Wednesday, November 15, 2023

reflections on health, ageing and stuff…

I’ve been mulling over all sorts of health-related matters over recent days… and, hey, I’m well aware that there are LOTS of other urgent world issues that also need our thoughts at the present time.
As you might imagine (if you know me), these reflections are incredibly muddled, inconclusive and incomprehensible… but I felt the need to scribble them down (to prove to myself how little I know about such matters!)(I’m not asking for people to point out that I’m wrong!).
Here’s the context (and these are just three examples close to my heart):
1. Many of us are aware of how badly children’s mental health has been affected by Covid lockdowns and its repercussions. Some of our grandchildren have certainly struggled in this regard. After retirement from my architectural practice, I worked at a secondary school for six years (until 2011) and was frequently involved in making CAMHS (Child and Adolescent Mental Health Services) referrals. At that time, waiting lists were in the order of 6-7 weeks. Today, 12 years on, I understand those waiting times are now in the order of 2 YEARS.    
2. Moira was diagnosed with Parkinson’s Disease (PD) in 2022 (first suspected in 2021). She had an appointment with her Registrar and Consultant in May 2022 and they promised to see her again in 3-4 months’ time. More than 18 months later, this still hasn’t happened (despite pressure from the PD Nurse on her behalf)… so, apart from the PD Nurses’ occasional notes, they have absolutely no idea how Moira is coping. Fortunately, Moira’s medication has proved to be helpful in coping with key aspects of her condition, but nevertheless… Moira and I are regular followers of the brilliant weekly “Movers+Shakers” podcast about PD and it seems that again and again people report that they’ve only managed to see their consultants once a year at the most. It really shouldn’t be like this but, no doubt, resources (staff and funding) are stretched to their limits.
3. I’m currently struggling to walk. I need another hip replacement (my right hip was ‘done’ some 9 years ago – and very successful it has proved). I’ve been ‘referred’, but am currently in limbo land as I await contact from Musculoskeletal (MSK) team (waiting times are now ‘longer than anticipated’). Nine years ago, it took something like 7 weeks from referral to operation. These days, I’m told it’s more like two years (but I’ve actually no idea as to my current position in the queue). In the meantime, I walk with a stick and my ability to walk any distance beyond half a mile is very limited. My condition is both depressing and debilitating. Yes, apparently, I could ‘go private’ for something like £15,000 and be treated within 4 weeks… but this is against my principles (in these days of the NHS, why should we discriminate between those who can afford and those who can’t?). Yes, no doubt there will be many who will disagree with me.

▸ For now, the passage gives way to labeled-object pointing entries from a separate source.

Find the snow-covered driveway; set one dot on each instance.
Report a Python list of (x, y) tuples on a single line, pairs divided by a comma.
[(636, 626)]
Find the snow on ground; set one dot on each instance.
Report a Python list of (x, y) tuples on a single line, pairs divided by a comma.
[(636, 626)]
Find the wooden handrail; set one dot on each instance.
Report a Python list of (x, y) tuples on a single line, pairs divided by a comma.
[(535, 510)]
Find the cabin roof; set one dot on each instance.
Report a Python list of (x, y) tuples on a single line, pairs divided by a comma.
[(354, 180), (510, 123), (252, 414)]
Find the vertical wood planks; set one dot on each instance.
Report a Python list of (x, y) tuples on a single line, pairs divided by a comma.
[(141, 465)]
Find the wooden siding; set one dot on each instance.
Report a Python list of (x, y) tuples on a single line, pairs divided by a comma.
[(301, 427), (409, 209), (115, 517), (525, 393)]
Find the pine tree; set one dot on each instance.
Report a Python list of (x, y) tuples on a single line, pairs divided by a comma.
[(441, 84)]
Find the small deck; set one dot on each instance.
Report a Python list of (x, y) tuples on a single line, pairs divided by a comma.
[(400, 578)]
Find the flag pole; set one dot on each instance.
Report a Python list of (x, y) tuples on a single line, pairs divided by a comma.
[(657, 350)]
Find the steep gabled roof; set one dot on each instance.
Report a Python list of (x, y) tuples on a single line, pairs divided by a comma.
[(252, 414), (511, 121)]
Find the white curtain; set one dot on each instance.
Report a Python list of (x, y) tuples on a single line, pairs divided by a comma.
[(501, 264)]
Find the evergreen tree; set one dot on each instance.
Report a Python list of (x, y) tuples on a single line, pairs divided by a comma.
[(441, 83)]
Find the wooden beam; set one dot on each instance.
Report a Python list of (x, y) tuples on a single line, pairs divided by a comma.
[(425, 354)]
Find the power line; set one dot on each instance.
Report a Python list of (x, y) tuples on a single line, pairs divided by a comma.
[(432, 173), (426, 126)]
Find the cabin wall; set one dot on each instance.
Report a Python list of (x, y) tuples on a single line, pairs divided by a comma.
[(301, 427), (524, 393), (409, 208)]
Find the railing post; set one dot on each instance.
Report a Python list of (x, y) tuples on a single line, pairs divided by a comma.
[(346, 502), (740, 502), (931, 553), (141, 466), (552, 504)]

Of course, thanks to amazing scientific advancements, life expectancy in the UK has risen by almost 10 years in the past 50 years (currently 81 years compared with 72 in 1975, apparently). The population is getting older and we have the ability to treat them (in some form or other)… if we WANT to.
But health and welfare is an expensive business and, perhaps unsurprisingly, for the past dozen years or so, the UK’s Conservative government has seemed prepared to underfund the NHS and exert pressure on people to take up private healthcare (thereby jumping the queues etc). So, whilst the NHS has the ability to undertake a wide range of measures, lack of funding has meant that what funds have been allocated are more thinly spread… resulting in staffing levels being reduced (and overworked and stressed workers), waiting times increasing alarmingly and, almost inevitably, staff leaving the NHS (not to mention the EU doctors and nurses who have departed since Brexit).
It’s a nightmare scenario for politicians and administrators alike. What SHOULD the priorities be? Regular evaluations and monitoring of a PD patient, for example, are vital for appropriate prognosis and treatment. Such evaluations aren’t happening at present… A two year waiting list for children with mental health issues is two YEARS of their childhood, for goodness sake… Of course, for example, people awaiting cancer treatment should come before me and my hip replacement, but…
For me (and I appreciate that - in this world of climate crisis, wars and cost of living issues - there are LOTS of areas requiring extra funding!), raising taxes to pay for effective NHS and Social Welfare services seems like the ONLY appropriate measure… and yet we have currently have a government that has a philosophy of actually REDUCING taxes.
What hope is there?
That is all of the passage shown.